In conclusion, this report provides valuable insights and recommendations to guide Regork’s strategic decisions. By optimizing inventory management, implementing targeted marketing, analyzing profitability, and prioritizing customer satisfaction, Regork can position itself for continued growth, increased revenue, and enhanced profitability.

Summary of the problem statement

At Regork Inc., one of our major challenges we wanted to tackle: how can we boost revenue and profitability in a highly competitive market? We needed to identify the key drivers of revenue, optimize product placements, and enhance customer targeting to achieve sustainable growth.

Summary of how we addressed the problem

In our quest to tackle this challenge, we embarked on a data-driven journey that encompassed a comprehensive analysis of product sales by age group, enabling us to uncover hidden demographics with immense growth potential. We delved deep into underperforming product categories, devising strategies to unlock their latent profitability. Our recommendations were solidly grounded in data, providing Regork Inc. with a clear path towards informed decision-making and highly personalized marketing efforts.

Moreover, we harnessed advanced visualization techniques, including the creation of a captivating bubble chart and a revealing bar chart showcasing the top-performing products in the top three display locations.
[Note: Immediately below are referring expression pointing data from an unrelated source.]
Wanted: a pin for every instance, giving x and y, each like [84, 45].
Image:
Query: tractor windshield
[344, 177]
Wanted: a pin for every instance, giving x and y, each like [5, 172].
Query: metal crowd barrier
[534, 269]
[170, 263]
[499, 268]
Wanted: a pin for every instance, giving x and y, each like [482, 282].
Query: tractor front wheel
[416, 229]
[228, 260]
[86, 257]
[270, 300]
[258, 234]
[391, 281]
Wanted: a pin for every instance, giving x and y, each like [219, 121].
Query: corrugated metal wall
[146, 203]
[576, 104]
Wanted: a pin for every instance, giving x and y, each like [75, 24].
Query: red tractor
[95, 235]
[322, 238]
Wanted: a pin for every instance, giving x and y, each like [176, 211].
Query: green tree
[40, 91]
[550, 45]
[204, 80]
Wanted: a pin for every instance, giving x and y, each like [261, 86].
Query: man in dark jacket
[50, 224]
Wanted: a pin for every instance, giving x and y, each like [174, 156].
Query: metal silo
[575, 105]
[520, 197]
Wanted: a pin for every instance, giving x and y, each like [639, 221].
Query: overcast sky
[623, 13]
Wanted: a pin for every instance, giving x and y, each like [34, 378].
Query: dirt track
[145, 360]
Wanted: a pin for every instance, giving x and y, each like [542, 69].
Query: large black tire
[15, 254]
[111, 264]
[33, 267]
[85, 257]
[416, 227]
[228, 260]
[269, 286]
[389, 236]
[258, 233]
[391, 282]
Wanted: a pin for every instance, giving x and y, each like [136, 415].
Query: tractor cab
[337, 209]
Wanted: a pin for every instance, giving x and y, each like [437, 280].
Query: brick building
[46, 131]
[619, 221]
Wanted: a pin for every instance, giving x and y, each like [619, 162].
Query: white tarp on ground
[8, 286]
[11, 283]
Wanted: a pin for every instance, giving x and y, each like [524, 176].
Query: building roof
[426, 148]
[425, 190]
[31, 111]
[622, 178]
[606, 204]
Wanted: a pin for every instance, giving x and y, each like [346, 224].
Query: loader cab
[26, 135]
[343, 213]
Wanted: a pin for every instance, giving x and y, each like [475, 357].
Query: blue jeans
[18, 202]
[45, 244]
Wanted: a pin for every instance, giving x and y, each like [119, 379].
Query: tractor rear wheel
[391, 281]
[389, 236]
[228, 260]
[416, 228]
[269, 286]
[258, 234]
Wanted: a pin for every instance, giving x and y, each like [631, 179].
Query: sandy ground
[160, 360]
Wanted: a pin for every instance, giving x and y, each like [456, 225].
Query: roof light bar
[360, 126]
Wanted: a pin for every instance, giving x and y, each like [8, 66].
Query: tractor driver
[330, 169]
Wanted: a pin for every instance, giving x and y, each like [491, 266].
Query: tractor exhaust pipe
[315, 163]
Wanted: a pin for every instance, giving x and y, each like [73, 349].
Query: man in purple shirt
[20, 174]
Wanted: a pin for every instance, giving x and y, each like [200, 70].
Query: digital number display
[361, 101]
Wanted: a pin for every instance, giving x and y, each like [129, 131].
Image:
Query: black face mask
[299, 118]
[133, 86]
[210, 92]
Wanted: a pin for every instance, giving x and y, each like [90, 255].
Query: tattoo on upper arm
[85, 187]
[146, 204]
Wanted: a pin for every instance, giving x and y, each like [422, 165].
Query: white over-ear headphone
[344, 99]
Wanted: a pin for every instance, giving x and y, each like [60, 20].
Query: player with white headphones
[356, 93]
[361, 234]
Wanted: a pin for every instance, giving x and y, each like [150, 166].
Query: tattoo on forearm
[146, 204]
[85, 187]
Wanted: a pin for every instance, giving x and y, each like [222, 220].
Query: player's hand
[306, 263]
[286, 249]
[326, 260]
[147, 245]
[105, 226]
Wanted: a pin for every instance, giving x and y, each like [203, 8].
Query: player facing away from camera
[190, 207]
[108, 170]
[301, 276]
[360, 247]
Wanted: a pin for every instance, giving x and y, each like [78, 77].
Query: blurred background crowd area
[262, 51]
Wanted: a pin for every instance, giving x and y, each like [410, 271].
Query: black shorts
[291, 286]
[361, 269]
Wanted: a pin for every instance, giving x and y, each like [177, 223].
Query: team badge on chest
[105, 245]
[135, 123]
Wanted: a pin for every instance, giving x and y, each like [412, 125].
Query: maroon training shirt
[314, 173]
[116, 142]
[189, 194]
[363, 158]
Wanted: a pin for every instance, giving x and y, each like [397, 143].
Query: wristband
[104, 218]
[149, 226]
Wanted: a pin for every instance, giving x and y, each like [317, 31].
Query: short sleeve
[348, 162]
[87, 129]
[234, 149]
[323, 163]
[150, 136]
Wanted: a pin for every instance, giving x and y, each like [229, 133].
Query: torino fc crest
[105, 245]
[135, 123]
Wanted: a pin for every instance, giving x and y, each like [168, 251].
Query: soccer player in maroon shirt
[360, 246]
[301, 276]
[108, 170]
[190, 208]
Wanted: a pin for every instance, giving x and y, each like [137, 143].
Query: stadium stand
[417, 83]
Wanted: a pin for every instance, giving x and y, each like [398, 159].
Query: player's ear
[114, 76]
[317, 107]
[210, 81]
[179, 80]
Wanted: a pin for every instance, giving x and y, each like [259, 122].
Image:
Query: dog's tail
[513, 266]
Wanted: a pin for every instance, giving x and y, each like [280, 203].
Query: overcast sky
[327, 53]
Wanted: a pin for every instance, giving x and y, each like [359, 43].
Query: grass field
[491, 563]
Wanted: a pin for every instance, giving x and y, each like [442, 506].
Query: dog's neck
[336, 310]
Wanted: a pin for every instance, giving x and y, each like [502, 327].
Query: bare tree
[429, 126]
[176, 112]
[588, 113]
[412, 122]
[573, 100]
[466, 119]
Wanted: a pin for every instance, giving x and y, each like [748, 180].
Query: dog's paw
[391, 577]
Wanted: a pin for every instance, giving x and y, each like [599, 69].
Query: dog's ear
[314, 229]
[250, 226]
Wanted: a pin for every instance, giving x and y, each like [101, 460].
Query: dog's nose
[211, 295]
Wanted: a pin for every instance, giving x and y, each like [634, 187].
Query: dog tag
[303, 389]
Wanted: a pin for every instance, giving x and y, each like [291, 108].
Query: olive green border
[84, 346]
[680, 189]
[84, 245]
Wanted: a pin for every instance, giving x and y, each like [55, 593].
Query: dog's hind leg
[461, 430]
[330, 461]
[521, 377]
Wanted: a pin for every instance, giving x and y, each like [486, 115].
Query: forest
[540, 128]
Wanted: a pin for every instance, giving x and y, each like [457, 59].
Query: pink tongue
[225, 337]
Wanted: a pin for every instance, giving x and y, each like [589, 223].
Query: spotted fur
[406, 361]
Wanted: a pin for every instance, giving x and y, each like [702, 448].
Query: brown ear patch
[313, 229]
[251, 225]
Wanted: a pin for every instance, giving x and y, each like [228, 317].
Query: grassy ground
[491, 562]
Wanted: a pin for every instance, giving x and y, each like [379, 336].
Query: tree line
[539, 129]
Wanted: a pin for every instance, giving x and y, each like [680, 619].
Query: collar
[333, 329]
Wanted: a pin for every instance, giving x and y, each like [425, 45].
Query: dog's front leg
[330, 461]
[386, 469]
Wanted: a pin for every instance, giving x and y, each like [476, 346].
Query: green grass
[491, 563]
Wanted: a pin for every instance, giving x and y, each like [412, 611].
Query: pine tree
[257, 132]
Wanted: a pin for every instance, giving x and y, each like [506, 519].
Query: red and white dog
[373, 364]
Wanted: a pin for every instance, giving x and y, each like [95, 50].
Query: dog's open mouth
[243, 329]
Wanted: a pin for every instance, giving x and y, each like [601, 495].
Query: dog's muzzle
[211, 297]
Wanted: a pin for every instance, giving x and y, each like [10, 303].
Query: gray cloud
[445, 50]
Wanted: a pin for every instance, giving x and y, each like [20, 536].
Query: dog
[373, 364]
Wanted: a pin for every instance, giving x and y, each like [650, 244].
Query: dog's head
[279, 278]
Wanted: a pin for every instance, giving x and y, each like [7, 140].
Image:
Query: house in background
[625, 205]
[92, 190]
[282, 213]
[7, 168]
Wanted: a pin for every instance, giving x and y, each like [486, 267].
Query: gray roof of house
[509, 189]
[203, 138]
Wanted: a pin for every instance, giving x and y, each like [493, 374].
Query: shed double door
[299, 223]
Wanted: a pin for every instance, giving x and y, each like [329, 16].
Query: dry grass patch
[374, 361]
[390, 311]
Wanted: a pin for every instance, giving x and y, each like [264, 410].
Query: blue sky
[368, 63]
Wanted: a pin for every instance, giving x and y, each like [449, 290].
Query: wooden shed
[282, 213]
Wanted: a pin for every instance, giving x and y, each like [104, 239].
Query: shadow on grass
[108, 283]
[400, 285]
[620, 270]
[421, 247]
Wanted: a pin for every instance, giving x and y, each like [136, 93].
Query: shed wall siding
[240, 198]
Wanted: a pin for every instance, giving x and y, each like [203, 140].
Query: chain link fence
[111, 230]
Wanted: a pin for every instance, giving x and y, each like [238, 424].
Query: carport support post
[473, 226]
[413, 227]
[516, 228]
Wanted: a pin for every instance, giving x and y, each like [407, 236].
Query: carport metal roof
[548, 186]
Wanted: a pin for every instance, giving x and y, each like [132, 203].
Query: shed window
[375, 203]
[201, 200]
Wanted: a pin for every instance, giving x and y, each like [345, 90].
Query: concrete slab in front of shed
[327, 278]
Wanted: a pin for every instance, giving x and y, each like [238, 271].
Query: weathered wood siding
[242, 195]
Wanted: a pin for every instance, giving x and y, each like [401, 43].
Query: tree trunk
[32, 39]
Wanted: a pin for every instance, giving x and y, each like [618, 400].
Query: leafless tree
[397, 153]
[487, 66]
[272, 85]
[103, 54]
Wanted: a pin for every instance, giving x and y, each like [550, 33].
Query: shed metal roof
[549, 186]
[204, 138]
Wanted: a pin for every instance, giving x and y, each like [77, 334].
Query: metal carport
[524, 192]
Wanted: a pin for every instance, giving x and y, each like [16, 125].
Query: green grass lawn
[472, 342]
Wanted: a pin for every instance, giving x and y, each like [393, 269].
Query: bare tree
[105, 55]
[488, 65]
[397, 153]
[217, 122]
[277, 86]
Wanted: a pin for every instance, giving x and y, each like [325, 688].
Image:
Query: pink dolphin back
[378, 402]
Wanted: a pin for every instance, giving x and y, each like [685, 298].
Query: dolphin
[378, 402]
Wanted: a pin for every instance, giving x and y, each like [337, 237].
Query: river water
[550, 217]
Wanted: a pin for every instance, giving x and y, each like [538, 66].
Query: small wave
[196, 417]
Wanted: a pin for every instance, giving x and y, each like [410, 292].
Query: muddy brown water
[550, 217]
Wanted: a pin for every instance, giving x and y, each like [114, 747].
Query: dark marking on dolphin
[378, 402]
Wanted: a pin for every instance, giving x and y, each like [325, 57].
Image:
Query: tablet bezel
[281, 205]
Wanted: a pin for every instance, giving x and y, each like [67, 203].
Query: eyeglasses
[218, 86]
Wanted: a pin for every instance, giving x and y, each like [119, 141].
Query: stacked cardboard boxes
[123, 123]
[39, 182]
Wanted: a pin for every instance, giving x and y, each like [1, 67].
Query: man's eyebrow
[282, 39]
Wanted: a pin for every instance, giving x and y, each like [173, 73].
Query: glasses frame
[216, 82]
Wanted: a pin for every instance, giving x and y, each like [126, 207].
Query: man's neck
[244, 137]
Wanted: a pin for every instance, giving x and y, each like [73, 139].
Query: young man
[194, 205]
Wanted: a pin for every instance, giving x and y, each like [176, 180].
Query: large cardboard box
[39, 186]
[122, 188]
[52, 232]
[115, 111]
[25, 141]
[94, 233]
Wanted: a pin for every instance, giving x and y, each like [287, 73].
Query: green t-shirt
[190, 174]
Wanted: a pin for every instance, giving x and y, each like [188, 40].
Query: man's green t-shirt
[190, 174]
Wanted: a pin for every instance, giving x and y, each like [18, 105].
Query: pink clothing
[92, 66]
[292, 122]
These visualizations transformed raw data into actionable insights, equipping Regork Inc. with a robust strategy for revenue enhancement, improved profitability, and an elevated customer experience.

Interesting Findings along our journey

  • As we talked it became pretty clear that there were certain age groups that favored a certain product over the other, this became abundantly clear once we made graphical representations of our data.
  • Certain age groups did not favor at all or very little of some products, there was no interest from certain age groups.